Issue #2584
closedMongo cursor times out during task pulp.server.managers.content.orphan.delete_all_orphans
Description
On a very busy system, a user saw the cursor timeout:
Feb 2 04:13:52 satellite1 pulp: py.warnings:WARNING: (1955-62752) /usr/lib/python2.7/site-packages/pulp/server/managers/content/orphan.py:228: DeprecationWarning: remove is deprecated. Use delete_one or delete_many instead.
Feb 2 04:13:52 satellite1 pulp: py.warnings:WARNING: (1955-62752) content_units_collection.remove(content_unit['_id'])
Feb 2 04:13:52 satellite1 pulp: py.warnings:WARNING: (1955-62752)
Feb 2 04:28:43 satellite1 pulp: celery.worker.job:ERROR: (1358-62752) Task pulp.server.managers.content.orphan.delete_all_orphans[ece93a94-907b-4c1a-b4a4-474a99893be2] raised unexpected: CursorNotFound('Cursor not found, cursor id: 163452381930',)
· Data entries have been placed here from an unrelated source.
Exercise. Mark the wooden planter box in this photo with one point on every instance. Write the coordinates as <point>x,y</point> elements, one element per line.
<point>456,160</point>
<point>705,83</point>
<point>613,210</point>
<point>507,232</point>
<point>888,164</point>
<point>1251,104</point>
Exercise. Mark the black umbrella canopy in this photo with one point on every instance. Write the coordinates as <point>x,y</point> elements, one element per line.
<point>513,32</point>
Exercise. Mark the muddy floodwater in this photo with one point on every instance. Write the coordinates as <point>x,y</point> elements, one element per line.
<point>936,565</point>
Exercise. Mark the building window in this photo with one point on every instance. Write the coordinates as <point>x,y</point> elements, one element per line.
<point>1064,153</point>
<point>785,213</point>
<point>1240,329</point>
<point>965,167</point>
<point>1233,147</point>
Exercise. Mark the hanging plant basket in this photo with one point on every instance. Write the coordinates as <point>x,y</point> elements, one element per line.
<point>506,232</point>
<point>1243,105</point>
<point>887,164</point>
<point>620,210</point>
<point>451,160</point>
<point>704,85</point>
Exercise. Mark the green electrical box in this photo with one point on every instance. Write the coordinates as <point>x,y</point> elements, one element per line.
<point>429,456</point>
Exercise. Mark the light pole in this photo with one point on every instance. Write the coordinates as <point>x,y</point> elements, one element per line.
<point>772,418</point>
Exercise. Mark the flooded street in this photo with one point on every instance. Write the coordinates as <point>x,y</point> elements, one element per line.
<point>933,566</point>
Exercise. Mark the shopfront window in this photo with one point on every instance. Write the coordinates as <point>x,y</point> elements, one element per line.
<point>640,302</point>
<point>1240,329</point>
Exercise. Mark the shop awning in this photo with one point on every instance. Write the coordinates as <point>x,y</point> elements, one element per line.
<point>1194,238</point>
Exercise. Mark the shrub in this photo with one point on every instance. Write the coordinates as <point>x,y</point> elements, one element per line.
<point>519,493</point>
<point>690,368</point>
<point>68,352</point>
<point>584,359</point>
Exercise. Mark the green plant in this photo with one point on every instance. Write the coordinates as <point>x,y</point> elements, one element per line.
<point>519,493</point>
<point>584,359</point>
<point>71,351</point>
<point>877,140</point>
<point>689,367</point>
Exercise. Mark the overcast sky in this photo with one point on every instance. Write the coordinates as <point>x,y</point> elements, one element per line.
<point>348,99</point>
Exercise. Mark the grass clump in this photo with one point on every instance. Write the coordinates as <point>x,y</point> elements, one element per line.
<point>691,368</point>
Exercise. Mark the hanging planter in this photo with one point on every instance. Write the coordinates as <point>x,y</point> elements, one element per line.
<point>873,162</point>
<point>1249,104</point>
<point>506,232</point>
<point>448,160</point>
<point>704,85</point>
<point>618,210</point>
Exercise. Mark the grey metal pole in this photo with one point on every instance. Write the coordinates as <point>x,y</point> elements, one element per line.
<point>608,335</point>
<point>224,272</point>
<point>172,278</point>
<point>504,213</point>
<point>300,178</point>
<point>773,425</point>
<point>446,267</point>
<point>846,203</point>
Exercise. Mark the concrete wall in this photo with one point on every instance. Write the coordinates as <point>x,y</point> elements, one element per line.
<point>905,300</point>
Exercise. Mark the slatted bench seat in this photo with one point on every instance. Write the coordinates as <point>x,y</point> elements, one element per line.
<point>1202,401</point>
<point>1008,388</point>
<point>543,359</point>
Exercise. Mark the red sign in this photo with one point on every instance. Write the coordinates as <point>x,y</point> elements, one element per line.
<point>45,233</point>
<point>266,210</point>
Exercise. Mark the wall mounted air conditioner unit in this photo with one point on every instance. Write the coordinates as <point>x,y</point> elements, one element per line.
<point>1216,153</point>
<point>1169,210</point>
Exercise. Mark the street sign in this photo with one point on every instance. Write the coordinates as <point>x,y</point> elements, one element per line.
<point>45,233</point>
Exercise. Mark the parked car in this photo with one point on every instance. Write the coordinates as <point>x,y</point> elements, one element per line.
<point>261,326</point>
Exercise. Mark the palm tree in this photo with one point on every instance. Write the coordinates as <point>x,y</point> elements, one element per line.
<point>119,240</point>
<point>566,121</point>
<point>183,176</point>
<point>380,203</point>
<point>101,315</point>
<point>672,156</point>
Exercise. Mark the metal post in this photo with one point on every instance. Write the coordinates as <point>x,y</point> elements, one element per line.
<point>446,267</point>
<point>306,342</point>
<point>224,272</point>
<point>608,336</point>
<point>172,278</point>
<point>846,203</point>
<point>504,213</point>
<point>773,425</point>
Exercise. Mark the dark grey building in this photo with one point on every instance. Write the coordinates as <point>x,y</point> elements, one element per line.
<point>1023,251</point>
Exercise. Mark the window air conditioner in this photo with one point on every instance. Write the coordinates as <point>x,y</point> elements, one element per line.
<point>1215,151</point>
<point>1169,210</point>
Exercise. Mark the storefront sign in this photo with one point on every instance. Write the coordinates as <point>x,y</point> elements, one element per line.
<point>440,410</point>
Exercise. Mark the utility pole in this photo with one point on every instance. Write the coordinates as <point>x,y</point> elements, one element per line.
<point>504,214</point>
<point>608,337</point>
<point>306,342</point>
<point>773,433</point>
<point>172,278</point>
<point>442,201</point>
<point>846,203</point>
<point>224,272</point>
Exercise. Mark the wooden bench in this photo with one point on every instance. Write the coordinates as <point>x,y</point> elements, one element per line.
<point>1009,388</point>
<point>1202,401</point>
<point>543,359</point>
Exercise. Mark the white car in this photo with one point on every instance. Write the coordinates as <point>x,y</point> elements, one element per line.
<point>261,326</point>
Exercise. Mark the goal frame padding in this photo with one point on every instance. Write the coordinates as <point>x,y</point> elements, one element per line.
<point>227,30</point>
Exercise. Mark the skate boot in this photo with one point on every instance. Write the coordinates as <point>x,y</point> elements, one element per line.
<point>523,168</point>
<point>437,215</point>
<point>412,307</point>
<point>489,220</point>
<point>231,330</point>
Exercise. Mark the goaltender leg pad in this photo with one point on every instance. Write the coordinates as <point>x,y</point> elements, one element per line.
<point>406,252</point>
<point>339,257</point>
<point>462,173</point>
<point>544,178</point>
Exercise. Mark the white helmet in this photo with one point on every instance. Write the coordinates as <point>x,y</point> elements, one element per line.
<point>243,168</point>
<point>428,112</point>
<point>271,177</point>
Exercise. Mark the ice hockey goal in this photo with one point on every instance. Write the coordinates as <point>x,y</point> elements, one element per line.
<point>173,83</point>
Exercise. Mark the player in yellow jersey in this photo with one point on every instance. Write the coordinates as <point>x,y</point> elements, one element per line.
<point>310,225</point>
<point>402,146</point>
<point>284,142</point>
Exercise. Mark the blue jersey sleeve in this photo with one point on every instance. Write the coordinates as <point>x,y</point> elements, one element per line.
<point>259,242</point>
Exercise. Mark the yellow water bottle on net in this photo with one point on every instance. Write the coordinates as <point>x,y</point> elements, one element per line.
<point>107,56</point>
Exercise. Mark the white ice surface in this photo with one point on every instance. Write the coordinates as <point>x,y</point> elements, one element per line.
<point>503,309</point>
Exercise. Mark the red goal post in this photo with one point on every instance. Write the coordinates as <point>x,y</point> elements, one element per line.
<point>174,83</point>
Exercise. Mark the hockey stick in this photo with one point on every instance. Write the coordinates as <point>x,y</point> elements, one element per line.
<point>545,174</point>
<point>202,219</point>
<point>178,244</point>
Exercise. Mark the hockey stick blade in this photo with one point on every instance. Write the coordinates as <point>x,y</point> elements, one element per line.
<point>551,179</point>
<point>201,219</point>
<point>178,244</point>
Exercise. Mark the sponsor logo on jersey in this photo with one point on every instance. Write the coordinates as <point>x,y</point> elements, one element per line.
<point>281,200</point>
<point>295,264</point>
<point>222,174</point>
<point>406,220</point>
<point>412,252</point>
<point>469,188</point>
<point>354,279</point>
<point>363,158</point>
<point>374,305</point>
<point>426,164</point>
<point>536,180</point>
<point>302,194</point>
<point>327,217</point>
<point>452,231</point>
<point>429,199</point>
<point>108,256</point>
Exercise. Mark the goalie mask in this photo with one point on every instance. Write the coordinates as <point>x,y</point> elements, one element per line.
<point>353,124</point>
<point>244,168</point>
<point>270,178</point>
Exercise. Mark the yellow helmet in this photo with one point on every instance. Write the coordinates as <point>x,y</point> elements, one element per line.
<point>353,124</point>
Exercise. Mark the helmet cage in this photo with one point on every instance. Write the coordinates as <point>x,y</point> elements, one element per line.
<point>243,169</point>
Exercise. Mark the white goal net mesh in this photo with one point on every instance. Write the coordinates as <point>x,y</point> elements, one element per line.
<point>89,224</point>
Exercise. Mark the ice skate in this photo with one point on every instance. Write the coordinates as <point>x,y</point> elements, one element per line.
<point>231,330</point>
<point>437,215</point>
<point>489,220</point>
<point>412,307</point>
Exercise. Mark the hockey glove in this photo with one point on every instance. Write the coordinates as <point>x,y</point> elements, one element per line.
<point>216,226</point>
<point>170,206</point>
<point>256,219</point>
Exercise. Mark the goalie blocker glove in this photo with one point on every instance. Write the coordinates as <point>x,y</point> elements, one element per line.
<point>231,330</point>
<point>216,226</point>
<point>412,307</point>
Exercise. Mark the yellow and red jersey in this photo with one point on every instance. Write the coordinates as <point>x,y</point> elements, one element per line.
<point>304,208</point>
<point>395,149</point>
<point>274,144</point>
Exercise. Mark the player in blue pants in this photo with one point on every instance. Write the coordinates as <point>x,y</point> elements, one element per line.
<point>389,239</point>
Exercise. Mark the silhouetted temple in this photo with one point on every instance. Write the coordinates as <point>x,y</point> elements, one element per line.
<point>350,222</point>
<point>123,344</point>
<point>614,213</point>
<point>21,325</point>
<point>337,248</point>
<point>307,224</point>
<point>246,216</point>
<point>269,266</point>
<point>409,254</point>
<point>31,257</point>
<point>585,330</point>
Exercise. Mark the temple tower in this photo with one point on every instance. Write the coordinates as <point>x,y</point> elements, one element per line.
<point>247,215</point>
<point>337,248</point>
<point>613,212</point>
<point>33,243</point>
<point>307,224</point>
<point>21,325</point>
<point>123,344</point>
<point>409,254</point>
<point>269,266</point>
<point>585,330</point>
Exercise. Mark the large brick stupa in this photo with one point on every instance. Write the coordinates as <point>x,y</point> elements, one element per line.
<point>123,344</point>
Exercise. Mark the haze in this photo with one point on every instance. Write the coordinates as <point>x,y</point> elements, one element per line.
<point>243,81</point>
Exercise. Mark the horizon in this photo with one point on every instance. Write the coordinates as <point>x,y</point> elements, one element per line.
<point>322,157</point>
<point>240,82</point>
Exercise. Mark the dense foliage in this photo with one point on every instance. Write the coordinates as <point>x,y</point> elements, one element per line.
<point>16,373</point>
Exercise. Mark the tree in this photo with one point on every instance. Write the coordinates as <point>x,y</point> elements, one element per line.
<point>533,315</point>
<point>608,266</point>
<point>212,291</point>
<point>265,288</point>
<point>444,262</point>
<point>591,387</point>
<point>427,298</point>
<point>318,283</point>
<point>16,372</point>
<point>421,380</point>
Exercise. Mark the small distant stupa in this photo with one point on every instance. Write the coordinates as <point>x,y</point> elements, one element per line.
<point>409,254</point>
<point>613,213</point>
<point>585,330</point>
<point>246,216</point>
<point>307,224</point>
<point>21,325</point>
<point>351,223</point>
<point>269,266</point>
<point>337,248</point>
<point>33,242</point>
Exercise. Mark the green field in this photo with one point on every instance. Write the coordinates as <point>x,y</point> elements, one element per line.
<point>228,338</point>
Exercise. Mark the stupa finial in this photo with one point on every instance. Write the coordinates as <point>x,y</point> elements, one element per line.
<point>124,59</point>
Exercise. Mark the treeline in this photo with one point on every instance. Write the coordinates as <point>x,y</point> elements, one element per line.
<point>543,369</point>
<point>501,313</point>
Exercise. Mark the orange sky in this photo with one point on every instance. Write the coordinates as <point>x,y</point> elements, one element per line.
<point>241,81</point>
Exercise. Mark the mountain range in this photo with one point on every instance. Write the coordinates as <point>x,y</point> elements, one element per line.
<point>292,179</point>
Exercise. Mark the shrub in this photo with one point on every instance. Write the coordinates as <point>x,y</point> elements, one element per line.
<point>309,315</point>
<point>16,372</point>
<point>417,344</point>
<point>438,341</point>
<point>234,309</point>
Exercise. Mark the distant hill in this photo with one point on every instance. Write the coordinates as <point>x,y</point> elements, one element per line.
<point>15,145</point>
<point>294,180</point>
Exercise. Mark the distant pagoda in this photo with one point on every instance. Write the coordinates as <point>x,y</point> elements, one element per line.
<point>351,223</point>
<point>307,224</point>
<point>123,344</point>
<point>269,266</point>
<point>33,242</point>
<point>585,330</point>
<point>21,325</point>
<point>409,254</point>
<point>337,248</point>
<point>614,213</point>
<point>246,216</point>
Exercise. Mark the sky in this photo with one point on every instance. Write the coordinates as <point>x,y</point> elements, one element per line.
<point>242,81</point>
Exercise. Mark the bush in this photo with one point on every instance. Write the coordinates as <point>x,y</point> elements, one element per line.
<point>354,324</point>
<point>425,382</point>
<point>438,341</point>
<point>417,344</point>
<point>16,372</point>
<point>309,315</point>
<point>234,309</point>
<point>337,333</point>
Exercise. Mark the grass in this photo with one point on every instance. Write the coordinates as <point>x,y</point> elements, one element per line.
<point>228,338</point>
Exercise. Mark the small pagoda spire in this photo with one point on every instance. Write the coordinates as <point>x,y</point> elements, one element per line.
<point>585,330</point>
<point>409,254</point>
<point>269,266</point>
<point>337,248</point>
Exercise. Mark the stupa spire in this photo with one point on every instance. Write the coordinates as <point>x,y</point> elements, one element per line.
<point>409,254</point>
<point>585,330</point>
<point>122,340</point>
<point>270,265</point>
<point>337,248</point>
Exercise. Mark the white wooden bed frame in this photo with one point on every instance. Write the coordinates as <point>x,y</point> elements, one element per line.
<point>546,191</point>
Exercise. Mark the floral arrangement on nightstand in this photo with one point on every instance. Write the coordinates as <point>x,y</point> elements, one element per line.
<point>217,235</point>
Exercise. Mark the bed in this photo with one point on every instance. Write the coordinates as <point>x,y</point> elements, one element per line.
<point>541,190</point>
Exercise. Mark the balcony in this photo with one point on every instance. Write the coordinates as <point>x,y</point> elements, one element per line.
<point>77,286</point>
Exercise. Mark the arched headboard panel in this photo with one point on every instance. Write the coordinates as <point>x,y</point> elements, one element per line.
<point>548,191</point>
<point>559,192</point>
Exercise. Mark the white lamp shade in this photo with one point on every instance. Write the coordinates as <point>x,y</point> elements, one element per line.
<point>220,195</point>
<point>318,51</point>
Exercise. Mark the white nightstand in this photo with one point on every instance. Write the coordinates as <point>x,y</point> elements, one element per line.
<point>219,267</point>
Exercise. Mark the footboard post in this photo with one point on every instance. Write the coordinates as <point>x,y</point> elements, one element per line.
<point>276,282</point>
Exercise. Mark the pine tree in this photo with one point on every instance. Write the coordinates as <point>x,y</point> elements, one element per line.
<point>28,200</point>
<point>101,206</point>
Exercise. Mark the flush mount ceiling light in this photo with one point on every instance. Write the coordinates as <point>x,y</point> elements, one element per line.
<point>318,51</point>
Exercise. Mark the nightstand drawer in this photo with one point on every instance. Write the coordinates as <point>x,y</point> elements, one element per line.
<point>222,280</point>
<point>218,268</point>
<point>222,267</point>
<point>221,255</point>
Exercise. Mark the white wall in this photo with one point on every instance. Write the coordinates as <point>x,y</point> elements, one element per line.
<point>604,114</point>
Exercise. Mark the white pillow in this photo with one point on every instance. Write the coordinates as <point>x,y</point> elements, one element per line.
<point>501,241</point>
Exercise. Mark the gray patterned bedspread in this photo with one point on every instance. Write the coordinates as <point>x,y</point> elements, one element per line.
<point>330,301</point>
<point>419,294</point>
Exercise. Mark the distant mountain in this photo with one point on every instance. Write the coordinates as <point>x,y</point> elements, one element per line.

Feb 2 04:28:43 satellite1 pulp: celery.worker.job:ERROR: (1358-62752) Traceback (most recent call last):
Feb 2 04:28:43 satellite1 pulp: celery.worker.job:ERROR: (1358-62752) File "/usr/lib/python2.7/site-packages/celery/app/trace.py", line 240, in trace_task
Feb 2 04:28:43 satellite1 pulp: celery.worker.job:ERROR: (1358-62752) R = retval = fun(*args, **kwargs)
Feb 2 04:28:43 satellite1 pulp: celery.worker.job:ERROR: (1358-62752) File "/usr/lib/python2.7/site-packages/pulp/server/async/tasks.py", line 473, in __call__
Feb 2 04:28:43 satellite1 pulp: celery.worker.job:ERROR: (1358-62752) return super(Task, self).__call__(*args, **kwargs)
Feb 2 04:28:43 satellite1 pulp: celery.worker.job:ERROR: (1358-62752) File "/usr/lib/python2.7/site-packages/pulp/server/async/tasks.py", line 103, in __call__
Feb 2 04:28:43 satellite1 pulp: celery.worker.job:ERROR: (1358-62752) return super(PulpTask, self).__call__(*args, **kwargs)
Feb 2 04:28:43 satellite1 pulp: celery.worker.job:ERROR: (1358-62752) File "/usr/lib/python2.7/site-packages/celery/app/trace.py", line 437, in __protected_call__
Feb 2 04:28:43 satellite1 pulp: celery.worker.job:ERROR: (1358-62752) return self.run(*args, **kwargs)
Feb 2 04:28:43 satellite1 pulp: celery.worker.job:ERROR: (1358-62752) File "/usr/lib/python2.7/site-packages/pulp/server/managers/content/orphan.py", line 170, in delete_all_orphans
Feb 2 04:28:43 satellite1 pulp: celery.worker.job:ERROR: (1358-62752) OrphanManager.delete_orphans_by_type(content_type_id)
Feb 2 04:28:43 satellite1 pulp: celery.worker.job:ERROR: (1358-62752) File "/usr/lib/python2.7/site-packages/pulp/server/managers/content/orphan.py", line 219, in delete_orphans_by_type
Feb 2 04:28:43 satellite1 pulp: celery.worker.job:ERROR: (1358-62752) fields=['_id', '_storage_path']):
Feb 2 04:28:43 satellite1 pulp: celery.worker.job:ERROR: (1358-62752) File "/usr/lib/python2.7/site-packages/pulp/server/managers/content/orphan.py", line 106, in generate_orphans_by_type
Feb 2 04:28:43 satellite1 pulp: celery.worker.job:ERROR: (1358-62752) for content_unit in content_units_collection.find({}, projection=fields):
Feb 2 04:28:43 satellite1 pulp: celery.worker.job:ERROR: (1358-62752) File "/usr/lib64/python2.7/site-packages/pymongo/cursor.py", line 1097, in next
Feb 2 04:28:43 satellite1 pulp: celery.worker.job:ERROR: (1358-62752) if len(self.__data) or self._refresh():
Feb 2 04:28:43 satellite1 pulp: celery.worker.job:ERROR: (1358-62752) File "/usr/lib64/python2.7/site-packages/pymongo/cursor.py", line 1039, in _refresh
Feb 2 04:28:43 satellite1 pulp: celery.worker.job:ERROR: (1358-62752) self.__max_await_time_ms))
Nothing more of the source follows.